Juan Domingo Argüelles (Chetumal, Quintana Roo, 1958) Mi casa Para Rosy y mis hijos Claudina y Juan Ésta es mi casa. Piedra por piedra fue levantándose donde no había ninguna traza. Donde ahora está, no había nada: hierbas tan solo, y el viento frío en la madrugada. Después, un cuarto solo ―cuatro por cuatro―, porque el amor no necesita tanto. Ésta es mi casa. Con los hijos creció, pero no es grande. Es el amor lo que la expande. Lo que sí tiene es libros, muchos libros que se han ido llamando uno al otro, y son más que los sueños porque incluso los sueños tienen derecho a irse en busca de otros sueños. Ésta es mi casa. Abro la puerta y el aire pasa, y en el jardín la primavera puebla de pasionarias la enredadera. Durará más que nuestras vidas, pero los dos que la habitamos desde el primer instante, y que la vimos transformarse y crecer, aquí seguimos, y somos, en esencia, lo que fuimos.
Ya no sueño despierto Ya no sueño despierto. Las veces que lo hacía siempre surgía alguien para ponerme en mi lugar. Alguien que me decía que la luz de la nada era maravillosa pero mucho mejor la de la realidad. Ya no sueño siquiera cuando duermo, pues siempre al despertarme lo primero que veo son mis ojos que me miran profundo y me censuran el deseo siquiera de soñar. Y pensar que algún día las cosas fueron otras. Hoy como el mar que vuelve, el que está de regreso cree que algo valioso se lleva y algo deja. Escombros deposita, como si fuera oro, sobre la arena, y se retira acaso con espuma. Es todo lo que deja y lo que lleva: ruinas de lo soñado, escorias del desastre de despertar.

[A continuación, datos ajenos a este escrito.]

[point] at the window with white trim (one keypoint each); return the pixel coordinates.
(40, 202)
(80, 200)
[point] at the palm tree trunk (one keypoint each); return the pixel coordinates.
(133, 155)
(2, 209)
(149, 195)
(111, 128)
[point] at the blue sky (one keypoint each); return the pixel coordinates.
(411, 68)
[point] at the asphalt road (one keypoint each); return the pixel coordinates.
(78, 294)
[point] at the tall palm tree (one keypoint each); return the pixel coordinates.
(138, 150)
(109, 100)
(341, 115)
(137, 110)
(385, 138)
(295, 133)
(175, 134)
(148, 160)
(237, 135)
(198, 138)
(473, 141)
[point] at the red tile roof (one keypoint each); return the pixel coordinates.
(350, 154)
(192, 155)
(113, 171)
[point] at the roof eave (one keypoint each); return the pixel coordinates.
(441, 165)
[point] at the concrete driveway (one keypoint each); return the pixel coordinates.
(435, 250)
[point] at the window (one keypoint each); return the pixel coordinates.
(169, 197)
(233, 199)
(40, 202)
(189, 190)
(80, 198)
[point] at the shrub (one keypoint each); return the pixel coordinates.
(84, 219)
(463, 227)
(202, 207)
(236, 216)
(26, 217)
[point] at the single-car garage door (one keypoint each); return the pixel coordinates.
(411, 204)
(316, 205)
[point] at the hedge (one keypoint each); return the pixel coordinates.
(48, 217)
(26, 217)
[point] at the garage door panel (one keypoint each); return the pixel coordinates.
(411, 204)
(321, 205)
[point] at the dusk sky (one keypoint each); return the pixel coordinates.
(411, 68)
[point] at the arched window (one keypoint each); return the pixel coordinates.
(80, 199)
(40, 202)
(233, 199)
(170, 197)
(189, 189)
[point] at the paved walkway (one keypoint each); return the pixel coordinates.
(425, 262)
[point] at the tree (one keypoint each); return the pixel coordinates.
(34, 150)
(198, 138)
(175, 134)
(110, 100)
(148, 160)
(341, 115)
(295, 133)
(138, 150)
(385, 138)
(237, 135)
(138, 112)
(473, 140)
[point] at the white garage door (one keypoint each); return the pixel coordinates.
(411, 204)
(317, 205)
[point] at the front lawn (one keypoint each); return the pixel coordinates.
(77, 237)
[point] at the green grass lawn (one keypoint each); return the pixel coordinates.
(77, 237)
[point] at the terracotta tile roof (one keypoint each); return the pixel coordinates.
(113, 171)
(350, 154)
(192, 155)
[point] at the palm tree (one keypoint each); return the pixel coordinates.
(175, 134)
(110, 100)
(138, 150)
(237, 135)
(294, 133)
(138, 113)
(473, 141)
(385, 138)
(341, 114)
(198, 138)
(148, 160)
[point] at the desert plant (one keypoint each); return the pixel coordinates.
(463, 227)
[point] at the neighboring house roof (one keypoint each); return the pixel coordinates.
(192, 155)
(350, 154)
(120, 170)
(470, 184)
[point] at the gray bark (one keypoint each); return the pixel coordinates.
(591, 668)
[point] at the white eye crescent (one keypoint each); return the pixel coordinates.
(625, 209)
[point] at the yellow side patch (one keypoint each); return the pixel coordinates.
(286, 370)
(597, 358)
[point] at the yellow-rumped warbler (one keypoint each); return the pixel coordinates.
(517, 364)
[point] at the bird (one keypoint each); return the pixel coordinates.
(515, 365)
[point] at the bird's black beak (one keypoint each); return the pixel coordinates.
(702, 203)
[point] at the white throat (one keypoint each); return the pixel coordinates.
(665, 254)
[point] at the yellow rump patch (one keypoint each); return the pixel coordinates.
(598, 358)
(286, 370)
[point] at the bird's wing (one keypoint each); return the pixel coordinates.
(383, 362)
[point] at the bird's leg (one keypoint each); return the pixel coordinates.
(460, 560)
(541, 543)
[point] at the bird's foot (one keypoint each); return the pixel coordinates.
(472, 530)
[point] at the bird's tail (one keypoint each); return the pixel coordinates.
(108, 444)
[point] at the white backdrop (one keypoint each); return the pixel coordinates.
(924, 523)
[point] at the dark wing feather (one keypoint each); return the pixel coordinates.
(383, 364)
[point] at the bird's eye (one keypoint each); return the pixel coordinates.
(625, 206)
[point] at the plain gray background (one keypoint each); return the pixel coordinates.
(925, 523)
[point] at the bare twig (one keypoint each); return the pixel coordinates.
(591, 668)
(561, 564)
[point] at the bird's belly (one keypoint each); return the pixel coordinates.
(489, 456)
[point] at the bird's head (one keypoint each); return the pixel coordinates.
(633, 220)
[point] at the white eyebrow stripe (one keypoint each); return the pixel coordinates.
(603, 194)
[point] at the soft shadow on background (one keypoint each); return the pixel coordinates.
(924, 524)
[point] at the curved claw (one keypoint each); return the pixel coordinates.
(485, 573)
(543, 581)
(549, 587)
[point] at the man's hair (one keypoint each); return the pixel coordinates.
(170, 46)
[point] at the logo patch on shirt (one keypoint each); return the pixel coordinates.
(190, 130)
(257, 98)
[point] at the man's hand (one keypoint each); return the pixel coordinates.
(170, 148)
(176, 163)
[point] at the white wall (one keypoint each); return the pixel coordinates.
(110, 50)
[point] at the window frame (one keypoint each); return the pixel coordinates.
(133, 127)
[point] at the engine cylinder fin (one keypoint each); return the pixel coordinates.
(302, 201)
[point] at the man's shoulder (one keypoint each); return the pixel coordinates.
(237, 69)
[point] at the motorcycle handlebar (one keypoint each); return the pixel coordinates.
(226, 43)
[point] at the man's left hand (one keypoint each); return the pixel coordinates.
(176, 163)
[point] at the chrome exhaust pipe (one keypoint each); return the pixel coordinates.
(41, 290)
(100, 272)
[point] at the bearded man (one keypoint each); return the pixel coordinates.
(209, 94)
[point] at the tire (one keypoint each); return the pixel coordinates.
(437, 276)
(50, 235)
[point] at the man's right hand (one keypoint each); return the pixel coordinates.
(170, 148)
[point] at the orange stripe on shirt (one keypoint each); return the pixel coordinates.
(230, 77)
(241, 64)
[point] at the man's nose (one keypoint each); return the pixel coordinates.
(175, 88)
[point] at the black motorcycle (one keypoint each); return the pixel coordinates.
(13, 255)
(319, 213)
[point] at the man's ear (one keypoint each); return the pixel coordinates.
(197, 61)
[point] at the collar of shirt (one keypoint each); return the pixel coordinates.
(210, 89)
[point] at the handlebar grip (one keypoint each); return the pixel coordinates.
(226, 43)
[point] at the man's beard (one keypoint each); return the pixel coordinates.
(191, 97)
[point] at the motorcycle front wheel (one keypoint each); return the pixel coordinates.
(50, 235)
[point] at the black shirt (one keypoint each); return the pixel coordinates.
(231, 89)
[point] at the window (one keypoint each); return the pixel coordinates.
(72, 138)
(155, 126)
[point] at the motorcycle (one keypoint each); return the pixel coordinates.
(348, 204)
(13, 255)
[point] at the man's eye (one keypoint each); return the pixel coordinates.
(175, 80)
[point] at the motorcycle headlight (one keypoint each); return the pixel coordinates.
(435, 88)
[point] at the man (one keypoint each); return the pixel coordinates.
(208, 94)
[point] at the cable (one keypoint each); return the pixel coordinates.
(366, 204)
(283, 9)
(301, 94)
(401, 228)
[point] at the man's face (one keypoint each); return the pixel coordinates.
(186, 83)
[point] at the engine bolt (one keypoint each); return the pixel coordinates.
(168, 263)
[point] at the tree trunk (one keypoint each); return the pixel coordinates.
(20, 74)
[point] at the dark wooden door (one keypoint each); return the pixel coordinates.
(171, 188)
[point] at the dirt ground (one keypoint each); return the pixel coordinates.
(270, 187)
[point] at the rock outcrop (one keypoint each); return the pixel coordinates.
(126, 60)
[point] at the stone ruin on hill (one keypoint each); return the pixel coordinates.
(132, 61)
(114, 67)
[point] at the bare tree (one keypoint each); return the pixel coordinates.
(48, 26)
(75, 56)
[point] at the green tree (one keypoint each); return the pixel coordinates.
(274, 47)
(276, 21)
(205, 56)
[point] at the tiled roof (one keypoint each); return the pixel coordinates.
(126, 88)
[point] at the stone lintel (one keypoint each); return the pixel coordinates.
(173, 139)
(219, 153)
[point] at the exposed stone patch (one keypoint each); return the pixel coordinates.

Heberto Padilla En sus últimos años Padilla relataba lo que observaba a diario tras sus gafas. Veía un gato y hablaba del gato que arqueaba el lomo bajo el sol de marzo. El gato no era otro que ese gato y el sol no era otro sol que ese de marzo. Quien quisiera encontrar otro sentido fracasaba en su esfuerzo de hermeneuta. En los últimos años del poeta la sombra de su sombra le pesaba. Pensó que ser feliz era entregarse al presente sin más luego que todos los que le hicieron la vida imposible eran ceniza para su memoria. Acaso se engañó pero fue adrede: ni fue feliz ni olvidó su pasado, pero esa forma de mirar las cosas como las mira un hombre sin espíritu lo salvó del dolor de ver en todo la desdicha vivida y renovada. Ellos a la ceniza, yo a la vida, dijo en verso prosaico y melancólico. Se engañaba también porque la sombra de su sombra que siempre lo rodeaba le daba un aura de dolor que nunca pudo borrar de lo que fue su vida. Murió como otros tantos en exilio dejando una memoria de papeles: unos poemas que queman si los lees, unos versos que a veces nos recuerdan que escribir puede ser una condena. Cuando leas sus libros piensa en esto: tal vez sus poemas más comprometidos y en los que más fustiga al innombrable son aquellos que no hablan del tirano sino de un simple gato que se arquea. Su lengua más pugnaz fue cercenada por el cuchillo de la ideología. Cuando leas sus poemas piensa en esto y aprende que pensar cambia la vida.